Five key aspects of data governance
What is data governance? Well, for one, it is a buzzword. And, with buzzwords, we often forget to slow down and investigate what they actually entail. This article is dedicated to exploring five key aspects of data governance – emphasizing the importance of implementing it from end to end.
1. Applying an End-to-end Perspective
Successful data governance needs to be implemented from end to end, meaning that it encapsulates your entire data landscape from data warehouse to analytics solution. It’s like any process: If it’s not governed all the way, then you cannot control the end result. On the whole, data governance is about making sure that the KPIs on which you are basing your business decisions are correct – having a process in place that ensures that secure data is delivered to end-users.
2. Including the Analytics Solution in Your Data Governance Framework
However, this end-to-end perspective is often overlooked, and it’s quite uncommon that analytics solutions are included in the data governance framework. Companies are generally pretty good at data governance from the data warehouse side, because they believe that, after the data leaves their data warehouse, nothing will alter that data. In reality, this is not the case, largely because of modern analytics tools that enable users to modify data directly inside the tools.
Basically, even if you have world-class data governance for your data warehouse, it doesn’t matter. That’s why it’s important to have end-to-end data governance – you need to include your analytic and visualization tools in your governance framework as well. In fact, some analysts are now explicitly saying “Data & Analytics Governance” instead of “Data Governance.”
3. Leveraging Automation
If you’re relying on people to perform manual processes in order to achieve a properly governed data landscape, you will never have 100% coverage. Data governance processes need to be automated. If you manage to achieve 90% effective governance, that’s good, but you still have that 10% uncertainty looming over all your decisions. And, if you can’t trust the data, nothing else really matters.
Additionally, because the world is changing so fast, the only way for BI tools to keep up is through leveraging automation.
4. Thinking Big, Starting Small, Scaling Fast
It is crucial to approach data governance step-by-step.
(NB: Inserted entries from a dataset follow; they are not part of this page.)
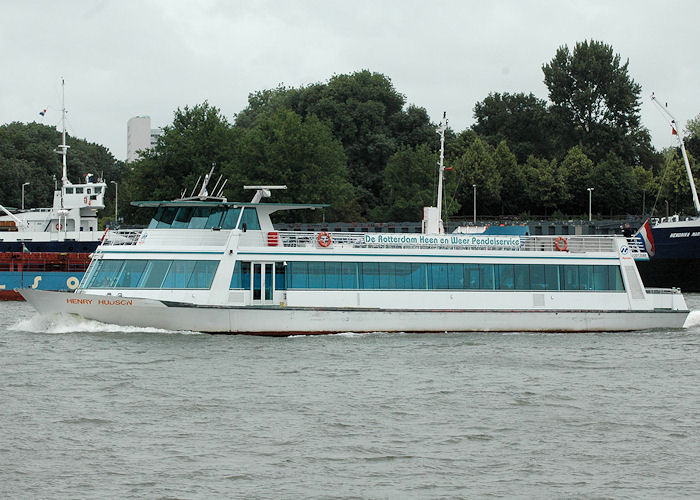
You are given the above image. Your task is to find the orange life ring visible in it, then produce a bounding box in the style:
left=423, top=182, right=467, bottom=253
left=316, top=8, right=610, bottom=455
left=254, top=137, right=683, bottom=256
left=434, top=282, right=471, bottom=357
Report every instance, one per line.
left=316, top=231, right=332, bottom=248
left=554, top=236, right=569, bottom=252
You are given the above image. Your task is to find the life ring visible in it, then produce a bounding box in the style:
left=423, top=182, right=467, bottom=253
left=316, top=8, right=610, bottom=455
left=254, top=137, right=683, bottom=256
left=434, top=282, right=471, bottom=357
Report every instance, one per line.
left=316, top=231, right=332, bottom=248
left=554, top=236, right=569, bottom=252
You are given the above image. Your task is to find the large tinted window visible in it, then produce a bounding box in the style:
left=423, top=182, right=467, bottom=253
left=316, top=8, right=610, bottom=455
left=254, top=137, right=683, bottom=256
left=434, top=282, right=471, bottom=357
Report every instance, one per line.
left=278, top=262, right=624, bottom=291
left=84, top=259, right=219, bottom=288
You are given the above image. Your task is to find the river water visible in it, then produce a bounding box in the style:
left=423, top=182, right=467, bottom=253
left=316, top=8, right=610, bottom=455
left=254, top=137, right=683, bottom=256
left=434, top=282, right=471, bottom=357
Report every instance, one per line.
left=0, top=295, right=700, bottom=499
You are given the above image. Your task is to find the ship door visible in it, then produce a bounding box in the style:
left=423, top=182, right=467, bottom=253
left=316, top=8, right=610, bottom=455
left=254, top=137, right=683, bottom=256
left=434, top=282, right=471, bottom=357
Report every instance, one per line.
left=251, top=262, right=275, bottom=304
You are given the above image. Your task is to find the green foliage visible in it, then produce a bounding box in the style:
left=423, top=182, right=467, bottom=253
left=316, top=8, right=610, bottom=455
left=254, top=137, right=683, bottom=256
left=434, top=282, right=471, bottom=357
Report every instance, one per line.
left=222, top=108, right=359, bottom=221
left=558, top=146, right=594, bottom=214
left=590, top=153, right=637, bottom=215
left=119, top=101, right=233, bottom=224
left=472, top=92, right=554, bottom=162
left=542, top=40, right=651, bottom=164
left=370, top=144, right=459, bottom=221
left=0, top=122, right=123, bottom=208
left=656, top=148, right=700, bottom=215
left=494, top=141, right=527, bottom=214
left=236, top=70, right=437, bottom=216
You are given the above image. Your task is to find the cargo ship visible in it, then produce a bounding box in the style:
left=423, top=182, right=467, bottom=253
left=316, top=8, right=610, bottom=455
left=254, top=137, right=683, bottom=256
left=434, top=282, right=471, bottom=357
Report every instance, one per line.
left=0, top=78, right=107, bottom=300
left=637, top=94, right=700, bottom=292
left=0, top=252, right=92, bottom=300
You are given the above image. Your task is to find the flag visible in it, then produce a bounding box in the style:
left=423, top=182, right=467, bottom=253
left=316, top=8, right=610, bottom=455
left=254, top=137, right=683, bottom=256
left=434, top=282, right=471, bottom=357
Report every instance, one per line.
left=635, top=219, right=656, bottom=257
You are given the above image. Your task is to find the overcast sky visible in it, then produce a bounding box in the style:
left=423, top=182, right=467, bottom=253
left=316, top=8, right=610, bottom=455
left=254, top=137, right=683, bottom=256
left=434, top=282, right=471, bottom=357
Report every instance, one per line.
left=0, top=0, right=700, bottom=160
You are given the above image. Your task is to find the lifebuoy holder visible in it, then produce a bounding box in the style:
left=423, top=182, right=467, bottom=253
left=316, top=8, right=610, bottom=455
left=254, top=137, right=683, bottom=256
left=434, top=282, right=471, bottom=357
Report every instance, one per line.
left=316, top=231, right=333, bottom=248
left=554, top=236, right=569, bottom=252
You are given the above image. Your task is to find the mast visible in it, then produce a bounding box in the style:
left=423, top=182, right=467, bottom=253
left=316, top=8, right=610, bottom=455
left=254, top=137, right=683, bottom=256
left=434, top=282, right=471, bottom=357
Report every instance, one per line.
left=437, top=111, right=447, bottom=233
left=651, top=93, right=700, bottom=215
left=56, top=78, right=70, bottom=191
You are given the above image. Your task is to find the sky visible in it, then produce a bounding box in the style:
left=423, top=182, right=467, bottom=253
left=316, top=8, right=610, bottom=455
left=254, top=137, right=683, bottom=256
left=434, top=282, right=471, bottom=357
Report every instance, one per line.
left=0, top=0, right=700, bottom=160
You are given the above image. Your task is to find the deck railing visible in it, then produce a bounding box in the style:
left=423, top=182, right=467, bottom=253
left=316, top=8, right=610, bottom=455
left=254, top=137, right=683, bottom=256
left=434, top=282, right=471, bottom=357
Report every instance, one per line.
left=97, top=229, right=646, bottom=258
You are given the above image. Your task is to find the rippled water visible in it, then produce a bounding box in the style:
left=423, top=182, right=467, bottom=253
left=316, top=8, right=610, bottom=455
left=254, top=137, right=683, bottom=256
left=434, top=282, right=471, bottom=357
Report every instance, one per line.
left=0, top=295, right=700, bottom=498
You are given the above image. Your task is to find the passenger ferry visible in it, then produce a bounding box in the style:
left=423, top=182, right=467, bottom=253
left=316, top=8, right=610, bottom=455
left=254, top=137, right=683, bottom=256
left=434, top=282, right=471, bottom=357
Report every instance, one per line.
left=20, top=117, right=688, bottom=335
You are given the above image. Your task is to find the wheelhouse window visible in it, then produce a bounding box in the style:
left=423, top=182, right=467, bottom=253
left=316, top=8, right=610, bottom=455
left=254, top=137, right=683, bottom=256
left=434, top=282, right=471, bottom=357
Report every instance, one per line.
left=82, top=259, right=219, bottom=289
It’s important to have a “think big, start small and scale fast” practical approach to data governance and the power of approaching it from an outside-in perspective, especially if you use self-service analytics.
Basically, this means starting your data governance efforts with an overview of your entire data landscape, identifying which inconsistencies, objectives and errors are most important, and building your efforts from there.
All in all, this needs to be aligned with the overarching objectives you have as an organization. Are you trying to:
Make it easier for self-service analytics?
Consolidate definitions for your KPIs?
Enable end-users to easily find reports or KPIs they need?
Solve a compliance issue that requires correct documentation?
There are so many different objectives that you can take into consideration, and these are just some examples. The most important thing is that you initially focus your governance efforts on your main business objective. Other issues, gaps and targets will follow.
5. Testing Your Solution to Ensure Continued Alignment to the Governance Strategy
Despite the fact that the entire development environment considers it a default practice to test their code and its results, analytics tools have yet to adopt this. It’s not common to test analytics data. This is probably rooted in the fact that analytics is driven from the business-side — a sector that is not used to governing or testing their data processes.
We encourage analytics users to test their entire solution so that they know that all their data is correct and is aligned with their overall governance framework. Every now and then, technical issues might arise, and it is crucial to be able to act on these proactively. Such issues are hard to spot manually but very easy to test automatically with baseline testing.